Non-relativistic limit of gravity theories in the first order formalism

TL;DR

This paper explores the non-relativistic limit of four-dimensional gravity theories in the first order formalism, analyzing Einstein-Hilbert and Mardones-Zanelli actions, revealing differences in field equations and conditions for Newtonian time.

Contribution

It provides a detailed analysis of the non-relativistic limit of gravity in the first order formalism, especially highlighting the role of the boost connection in the Mardones-Zanelli action.

Findings

The Einstein-Hilbert limit yields vacuum and matter configurations at leading order.

The Mardones-Zanelli action's non-relativistic limit fully determines the field equations.

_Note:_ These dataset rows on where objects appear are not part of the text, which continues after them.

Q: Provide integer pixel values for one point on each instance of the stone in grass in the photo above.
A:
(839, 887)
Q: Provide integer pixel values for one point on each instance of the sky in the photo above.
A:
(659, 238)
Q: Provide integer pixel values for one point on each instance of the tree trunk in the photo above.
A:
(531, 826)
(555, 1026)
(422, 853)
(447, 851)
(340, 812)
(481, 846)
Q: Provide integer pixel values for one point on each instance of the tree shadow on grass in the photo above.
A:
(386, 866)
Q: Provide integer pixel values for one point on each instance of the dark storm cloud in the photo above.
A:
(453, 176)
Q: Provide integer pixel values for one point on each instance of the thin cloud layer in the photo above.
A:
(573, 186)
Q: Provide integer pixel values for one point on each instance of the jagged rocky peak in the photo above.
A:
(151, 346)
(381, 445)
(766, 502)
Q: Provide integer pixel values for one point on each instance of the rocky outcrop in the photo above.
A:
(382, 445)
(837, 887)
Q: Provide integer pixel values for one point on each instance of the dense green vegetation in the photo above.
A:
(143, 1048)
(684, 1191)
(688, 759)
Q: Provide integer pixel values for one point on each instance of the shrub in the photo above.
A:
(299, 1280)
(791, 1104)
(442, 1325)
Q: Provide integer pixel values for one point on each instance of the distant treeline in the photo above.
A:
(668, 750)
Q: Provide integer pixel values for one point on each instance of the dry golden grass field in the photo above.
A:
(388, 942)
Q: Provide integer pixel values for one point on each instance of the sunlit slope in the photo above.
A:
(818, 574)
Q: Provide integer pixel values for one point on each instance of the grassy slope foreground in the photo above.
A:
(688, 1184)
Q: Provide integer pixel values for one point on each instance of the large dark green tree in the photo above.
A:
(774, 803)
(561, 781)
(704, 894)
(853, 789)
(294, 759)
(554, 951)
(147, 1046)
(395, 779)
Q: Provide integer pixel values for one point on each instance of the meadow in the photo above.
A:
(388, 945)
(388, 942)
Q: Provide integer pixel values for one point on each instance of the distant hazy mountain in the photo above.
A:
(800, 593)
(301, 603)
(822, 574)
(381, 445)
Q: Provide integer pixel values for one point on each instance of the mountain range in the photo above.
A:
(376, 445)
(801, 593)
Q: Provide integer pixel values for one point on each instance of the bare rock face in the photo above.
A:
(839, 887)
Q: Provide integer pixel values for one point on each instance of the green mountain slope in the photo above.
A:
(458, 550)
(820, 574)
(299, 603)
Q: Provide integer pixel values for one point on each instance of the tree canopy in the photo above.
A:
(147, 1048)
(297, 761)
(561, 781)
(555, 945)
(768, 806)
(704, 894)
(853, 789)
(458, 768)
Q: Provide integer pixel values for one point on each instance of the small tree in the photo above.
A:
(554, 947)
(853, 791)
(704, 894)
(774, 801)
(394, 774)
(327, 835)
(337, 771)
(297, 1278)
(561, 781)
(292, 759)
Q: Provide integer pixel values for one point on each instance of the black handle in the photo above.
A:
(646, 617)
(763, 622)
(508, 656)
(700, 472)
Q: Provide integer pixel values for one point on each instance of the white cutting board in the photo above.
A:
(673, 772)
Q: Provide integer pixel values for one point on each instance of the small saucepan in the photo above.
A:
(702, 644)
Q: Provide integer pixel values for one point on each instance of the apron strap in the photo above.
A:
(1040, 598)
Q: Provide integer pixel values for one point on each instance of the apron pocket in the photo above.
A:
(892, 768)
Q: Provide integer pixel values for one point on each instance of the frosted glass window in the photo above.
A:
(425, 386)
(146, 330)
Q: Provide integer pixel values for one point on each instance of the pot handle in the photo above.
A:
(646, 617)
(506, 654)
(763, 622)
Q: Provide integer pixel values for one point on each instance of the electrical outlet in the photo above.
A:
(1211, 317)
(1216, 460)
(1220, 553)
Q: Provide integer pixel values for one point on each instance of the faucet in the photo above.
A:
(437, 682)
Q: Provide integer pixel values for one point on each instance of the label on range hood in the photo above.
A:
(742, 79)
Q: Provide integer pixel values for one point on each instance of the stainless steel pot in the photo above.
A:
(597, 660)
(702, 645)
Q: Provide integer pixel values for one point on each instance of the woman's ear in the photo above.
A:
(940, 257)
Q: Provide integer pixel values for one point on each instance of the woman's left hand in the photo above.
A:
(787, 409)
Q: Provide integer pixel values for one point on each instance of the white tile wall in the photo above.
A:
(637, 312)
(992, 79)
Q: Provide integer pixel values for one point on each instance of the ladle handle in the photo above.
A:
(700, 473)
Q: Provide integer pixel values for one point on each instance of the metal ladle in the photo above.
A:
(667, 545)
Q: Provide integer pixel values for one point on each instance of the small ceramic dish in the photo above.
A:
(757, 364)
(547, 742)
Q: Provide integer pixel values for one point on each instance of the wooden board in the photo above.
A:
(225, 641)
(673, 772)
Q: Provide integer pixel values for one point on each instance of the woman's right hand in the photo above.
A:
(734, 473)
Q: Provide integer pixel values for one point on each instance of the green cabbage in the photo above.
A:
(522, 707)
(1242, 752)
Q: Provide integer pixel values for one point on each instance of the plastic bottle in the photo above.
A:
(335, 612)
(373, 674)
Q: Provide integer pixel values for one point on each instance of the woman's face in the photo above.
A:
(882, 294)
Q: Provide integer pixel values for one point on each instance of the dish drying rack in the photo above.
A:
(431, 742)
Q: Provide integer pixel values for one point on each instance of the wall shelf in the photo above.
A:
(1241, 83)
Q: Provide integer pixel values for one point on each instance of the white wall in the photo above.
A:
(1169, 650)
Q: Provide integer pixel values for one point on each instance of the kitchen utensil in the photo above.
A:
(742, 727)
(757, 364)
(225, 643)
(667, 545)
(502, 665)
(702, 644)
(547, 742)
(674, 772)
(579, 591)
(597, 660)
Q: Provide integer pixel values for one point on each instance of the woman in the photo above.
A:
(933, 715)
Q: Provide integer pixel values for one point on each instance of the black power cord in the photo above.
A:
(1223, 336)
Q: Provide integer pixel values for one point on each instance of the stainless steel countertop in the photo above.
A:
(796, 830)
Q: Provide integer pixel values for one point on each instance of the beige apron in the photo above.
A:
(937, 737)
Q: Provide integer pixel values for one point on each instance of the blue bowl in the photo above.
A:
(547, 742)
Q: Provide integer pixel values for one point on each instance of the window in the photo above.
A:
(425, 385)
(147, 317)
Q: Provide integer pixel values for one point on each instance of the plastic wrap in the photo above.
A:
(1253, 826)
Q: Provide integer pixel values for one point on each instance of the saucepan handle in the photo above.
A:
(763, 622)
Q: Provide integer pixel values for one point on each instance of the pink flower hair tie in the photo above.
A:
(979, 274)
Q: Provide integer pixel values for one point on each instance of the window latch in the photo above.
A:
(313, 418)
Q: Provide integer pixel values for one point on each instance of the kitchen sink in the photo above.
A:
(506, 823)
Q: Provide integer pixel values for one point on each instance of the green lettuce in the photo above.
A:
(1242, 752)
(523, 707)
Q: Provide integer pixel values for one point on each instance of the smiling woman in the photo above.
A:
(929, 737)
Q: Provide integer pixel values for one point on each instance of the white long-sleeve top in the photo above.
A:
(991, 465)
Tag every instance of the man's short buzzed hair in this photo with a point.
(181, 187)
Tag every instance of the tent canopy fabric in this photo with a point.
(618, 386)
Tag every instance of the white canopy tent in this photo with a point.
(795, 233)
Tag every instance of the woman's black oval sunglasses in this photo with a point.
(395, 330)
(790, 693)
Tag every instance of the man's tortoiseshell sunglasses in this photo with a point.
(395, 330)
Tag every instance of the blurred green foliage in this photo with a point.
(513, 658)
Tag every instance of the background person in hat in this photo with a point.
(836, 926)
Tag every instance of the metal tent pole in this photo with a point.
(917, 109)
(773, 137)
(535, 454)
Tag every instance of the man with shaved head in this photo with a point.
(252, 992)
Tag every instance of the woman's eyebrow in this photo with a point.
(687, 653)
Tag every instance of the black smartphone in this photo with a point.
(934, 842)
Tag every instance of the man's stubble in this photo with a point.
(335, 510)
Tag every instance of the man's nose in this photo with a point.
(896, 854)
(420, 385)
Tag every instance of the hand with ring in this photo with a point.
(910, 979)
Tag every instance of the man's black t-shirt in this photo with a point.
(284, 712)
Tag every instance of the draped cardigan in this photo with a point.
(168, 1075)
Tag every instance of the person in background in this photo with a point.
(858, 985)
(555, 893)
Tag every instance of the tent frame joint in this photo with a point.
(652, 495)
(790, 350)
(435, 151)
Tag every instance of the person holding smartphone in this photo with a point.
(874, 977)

The cosmological constant must vanish in the non-relativistic Mardones-Zanelli action.

Abstract

We consider the non-relativistic limit of gravity in four dimensions in the first order formalism. First, we revisit the case of the Einstein-Hilbert action and formally discuss some geometrical configurations in vacuum and in the presence of matter at leading order. Second, we consider the more general Mardones-Zanelli action and its non-relativistic limit. The field equations and some interesting geometries, in vacuum and in the presence of matter, are formally obtained. Remarkably, in contrast to the Einstein-Hilbert limit, the set of field equations is fully determined because the boost connection appears in the action and field equations. It is found that the cosmological constant must disappear in the non-relativistic Mardones-Zanelli action at leading order. The conditions for Newtonian absolute time be acceptable are also discussed. It turns out that Newtonian absolute time can be safely implemented with reasonable conditions.